Sebelumnya seperti diwartakan KOMPAS.TV, lembaga survei Indikator Politik Indonesia mencatat, tingkat kepuasan masyarakat terhadap kinerja Presiden Jokowi pada Mei 2022 berada di angka 58,1 persen.

Angka tersebut menurun dibandingkan angka pada survei terakhir yang diadakan pada 20-25 April 2022, yang tercatat sebesar 64,1 persen.

Direktur Eksekutif Indikator Politik Indonesia Burhanuddin Muhtadi mengungkapkan, faktor utama menurunnya tingkat kepuasan terhadap kinerja Jokowi adalah penciptaan lapangan pekerjaan, dan harga-harga kebutuhan pokok yang meningkat.

"Sebelumnya itu yang paling tinggi (faktor ketidakpuasan) seperti zaman Covid sedang merajalela itu adalah Covid.
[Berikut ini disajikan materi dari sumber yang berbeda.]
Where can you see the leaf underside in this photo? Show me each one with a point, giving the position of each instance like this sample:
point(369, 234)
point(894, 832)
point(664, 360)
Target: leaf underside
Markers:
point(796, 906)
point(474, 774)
Setelah Covid mulai bisa terkendali, isunya yang dianggap penting dan jadi sumber ketidakpuasan adalah penciptaan lapangan pekerjaan, sekarang adalah harga pokok meningkat," kata Burhanuddin dalam konferensi pers secara virtual, Minggu (15/5/2022).

Baca Juga: PSI: Tiga Pasangan Calon akan Hilangkan Politik Identitas di Pilpres 2024

Dalam survei yang sama, mayoritas responden juga menilai kondisi ekonomi nasional saat ini dalam situasi buruk.

"Lebih banyak yang menilai kondisi ekonomi nasional pada umumnya sekarang buruk/sangat buruk," kata Burhanuddin. 

Menurut penjelasannya, dalam hasil survei tersebut tercatat hanya 1,7 persen responden yang menilai kondisi ekonomi nasional saat ini sangat baik.

Sementara 28,6 persen responden, lanjut Burhanuddin, menganggap kondisi ekonomi nasional baik.

Dengan demikian, kata dia, total responden yang menilai kondisi ekonomi nasional sangat baik atau baik sebanyak 30,3 persen.

Lebih lanjut, Burhanuddin mengatakan, berdasarkan survei, terdapat 31,4 persen responden yang menyatakan kondisi ekonomi nasional dalam situasi yang sedang-sedang saja.

Kemudian, 30,5 persen menjawab situasi ekonomi nasional kini sedang buruk, dan 6,3 persen responden menjawab sangat buruk. Lalu sisanya, yakni 1,5 persen, menjawab tidak tahu atau tidak menjawab.

“Sehingga total yang menilai buruk/sangat buruk sebesar 36,8 persen,” jelas Burhanuddin.